Nelson Polsby, UC Berkeley Professor of Political Science, passed away last night. Nelson ranked among the very best political scientists studying American politics. He will surely be missed. Here is a brief biography:

    Nelson W. Polsby is Heller Professor of Political Science at the University of California, Berkeley where he has taught American politics and government since 1967. He was born in Norwich, Connecticut in 1934, educated at Johns Hopkins (B.A.), Brown and Yale (M.A., Ph.D.) and has taught at Wisconsin and Wesleyan as well as at Harvard, Columbia, Yale, the London School of Economics, Oxford and Stanford on a visiting basis. From 1988-99 he was Director of the Institute of Governmental Studies at Berkeley.

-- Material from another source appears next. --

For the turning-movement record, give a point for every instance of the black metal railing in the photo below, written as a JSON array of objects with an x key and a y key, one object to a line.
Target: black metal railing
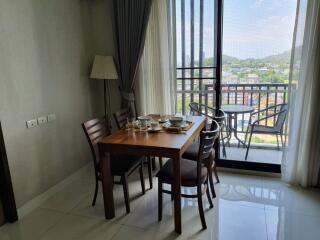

He is currently a Vice President of the Political Studies Association of the United Kingdom and is a member of the Academic Advisory Board of the American Enterprise Institute of Washington, D.C. He served on the Yale University Council, 1978-2000 (President, 1986-1993). He has held Guggenheim Fellowships twice, fellowships at the Center for Advanced Study in the Behavioral Sciences twice, and a Brookings Fellowship, among other honors, and is a member of the Council on Foreign Relations and a Fellow of the American Academy of Arts and Sciences, the American Association for the Advancement of Science, and the National Academy of Public Administration. He holds the Wilbur Cross Medal and the Yale Medal of Yale University, an Honorary Litt.D. from the University of Liverpool, an M.A. from Oxford University, and a Docteur Honoris Causa from the Ecole Normale Superieure de Cachan.
    Professor Polsby is editor of the Annual Review of Political Science, political science editor of The International Encyclopedia of the Social and Behavioral Sciences, a former managing editor of the American Political Science Review and currently serves on the editorial boards of five scholarly journals. His books include How Congress Evolves (2004), Presidential Elections (with Aaron Wildavsky, 11th ed., 2004), Congress and the Presidency (4th ed., 1986), Political Innovation in America (1984), Consequences of Party Reform (1983), Community Power and Political Theory (2nd ed., 1980), Political Promises (1974), British Government and its Discontents (with Geoffrey Smith, 1981), New Federalist Papers (with Alan Brinkley and Kathleen Sullivan, 1997), and as editor, with Gary R. Orren, Media and Momentum (1987), with R.L. Peabody, New Perspectives on the U.S. House of Representatives (4th ed., 1992), and, with Fred I. Greenstein, the eight volume Handbook of Political Science (1975) among other works.